Major complications occurred in 7 patients (3.9%,including 2 peritoneal hemorrhage, 1 symptomatic pleural effusion, 1 septicemia, 1 hemopneumothorax, 1 pneumothorax and 1 worsened jaundice ) following cryoablation and in 6 patients (3.3%, including 2 septicemia, 1 peritoneal hemorrhage, 1 symptomatic pleural effusion, 1 intrahepatic abscess and 1 worsened ascites ) following RFA (P = 0.776). Conclusions: Our
data demonstrated the cryoablation resulted in a significantly lower HCC recurrent rate, although this website both cryoablation and RFA were equally safe and effective with similar 5-year survival rates. (This was a registered clinical trial in China, listed at Clinicaltrial.gov, ID number, 20071203T) Key words: Hepatocellular carcinoma; Cryoablation; Radiofrequency ablation Disclosures: Ke-Qin Hu – Grant/Research Support:
BMS, Gilead, Merck, Vertex, Genentech; Speaking and Teaching: BMS, Gilead, Merck, Vertex, Genentech The following people have nothing to disclose: Chunping Wang, Huaming Wang, Wuwei Yang, Kaiwen Hu, Hui Xie, Wenlin Bai, Zheng Dong, Yinying Lu, Zhen Zeng, Min Lou, Hong Wang, Xudong Gao, Xiujuan Chang, Linjing An, Jianhui Qu, Jin Li, Yongping Yang “
“Hepatocellular carcinoma (HCC) is the sixth most common cancer worldwide and ranks in the top three causes of cancer deaths in the Asia-Pacific (AP) region.1,2 Hepatitis B and C virus (HBV and HCV) infections are the most common causes of HCC worldwide.
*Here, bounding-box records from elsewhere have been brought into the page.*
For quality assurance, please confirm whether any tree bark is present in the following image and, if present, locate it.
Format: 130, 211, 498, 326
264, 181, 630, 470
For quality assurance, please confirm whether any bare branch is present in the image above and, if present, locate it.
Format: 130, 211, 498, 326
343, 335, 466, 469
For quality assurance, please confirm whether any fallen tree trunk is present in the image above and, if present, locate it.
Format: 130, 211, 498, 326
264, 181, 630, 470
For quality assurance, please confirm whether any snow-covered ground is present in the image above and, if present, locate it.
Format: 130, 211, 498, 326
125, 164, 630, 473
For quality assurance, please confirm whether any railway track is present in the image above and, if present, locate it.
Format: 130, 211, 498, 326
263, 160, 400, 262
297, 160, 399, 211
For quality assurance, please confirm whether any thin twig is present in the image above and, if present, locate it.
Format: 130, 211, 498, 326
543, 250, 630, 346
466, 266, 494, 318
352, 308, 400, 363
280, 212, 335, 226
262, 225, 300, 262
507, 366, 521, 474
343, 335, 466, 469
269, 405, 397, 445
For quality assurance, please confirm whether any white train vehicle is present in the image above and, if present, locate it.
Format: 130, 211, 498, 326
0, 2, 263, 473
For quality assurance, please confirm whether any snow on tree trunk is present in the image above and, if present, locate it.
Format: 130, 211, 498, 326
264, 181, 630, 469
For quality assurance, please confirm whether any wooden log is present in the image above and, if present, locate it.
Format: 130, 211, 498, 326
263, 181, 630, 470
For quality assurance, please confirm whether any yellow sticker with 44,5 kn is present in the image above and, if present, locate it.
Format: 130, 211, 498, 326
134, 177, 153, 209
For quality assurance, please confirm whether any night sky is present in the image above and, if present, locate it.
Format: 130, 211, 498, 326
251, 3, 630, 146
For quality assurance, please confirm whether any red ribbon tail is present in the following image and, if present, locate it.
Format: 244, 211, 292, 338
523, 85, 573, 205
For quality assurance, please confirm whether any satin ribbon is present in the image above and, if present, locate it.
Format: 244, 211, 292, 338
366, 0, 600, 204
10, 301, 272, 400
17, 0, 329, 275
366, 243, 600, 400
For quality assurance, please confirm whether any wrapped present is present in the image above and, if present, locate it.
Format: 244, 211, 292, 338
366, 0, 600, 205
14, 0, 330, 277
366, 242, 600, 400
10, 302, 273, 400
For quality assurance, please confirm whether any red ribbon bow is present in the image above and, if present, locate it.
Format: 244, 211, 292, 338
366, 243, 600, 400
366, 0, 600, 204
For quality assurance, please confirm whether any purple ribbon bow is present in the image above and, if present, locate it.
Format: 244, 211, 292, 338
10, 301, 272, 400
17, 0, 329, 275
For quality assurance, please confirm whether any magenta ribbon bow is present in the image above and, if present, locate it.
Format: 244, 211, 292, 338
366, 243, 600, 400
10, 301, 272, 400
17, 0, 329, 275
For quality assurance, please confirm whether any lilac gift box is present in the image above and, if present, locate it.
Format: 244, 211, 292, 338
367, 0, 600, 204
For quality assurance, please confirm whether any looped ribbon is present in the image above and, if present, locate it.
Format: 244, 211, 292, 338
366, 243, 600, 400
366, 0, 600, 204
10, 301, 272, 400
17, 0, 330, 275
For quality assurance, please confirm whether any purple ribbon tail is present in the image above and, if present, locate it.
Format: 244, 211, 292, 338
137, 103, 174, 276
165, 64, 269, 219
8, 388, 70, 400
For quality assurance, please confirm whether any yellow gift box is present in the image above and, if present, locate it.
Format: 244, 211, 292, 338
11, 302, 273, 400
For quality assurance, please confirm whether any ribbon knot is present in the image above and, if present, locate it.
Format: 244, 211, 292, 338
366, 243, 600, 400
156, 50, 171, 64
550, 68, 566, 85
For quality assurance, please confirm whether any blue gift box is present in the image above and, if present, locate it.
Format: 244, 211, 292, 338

Due to the high prevalence of HBV in the AP region, 75% of HCC patients are seen in this region. The incidence of Selleckchem XL765 HCC has been static over the
years in the AP region; however, it is rising in the western world, Japan and Australia due to an epidemic of HCV infections.1,2 The number of patients with HCC is expected to increase by two times over the next two decades.3 Eighty percent of HCCs develop in patients with liver cirrhosis. The annual incidence of HCC in HBV-related cirrhosis varies from 2% to 6%, while in HCV-related cirrhosis it is 3–5%.4 The majority of HCCs are detected at a late stage with high mortality. Thus, the yearly fatality ratio is close to one indicating almost all patients with HCC die within one year. There have see more been significant advances in diagnostic and therapeutic modalities for early HCC. During 1980–1990, detection of early HCC and curative treatment was possible in only 5–10% patients, while this number increased to 30–40% in 1990–2010.1 In a Japanese study,5 it has been shown that in the last three decades there has been an increasing incidence of early stage HCCs, which has led to the potentially curative treatment of these patients. Clinic-based studies from Italy have also shown that there is a decreasing trend in mortality in liver cirrhosis patients with HCC in the last three decades.6 Looking at these data it seems reasonable to have a surveillance program for early detection of HCC.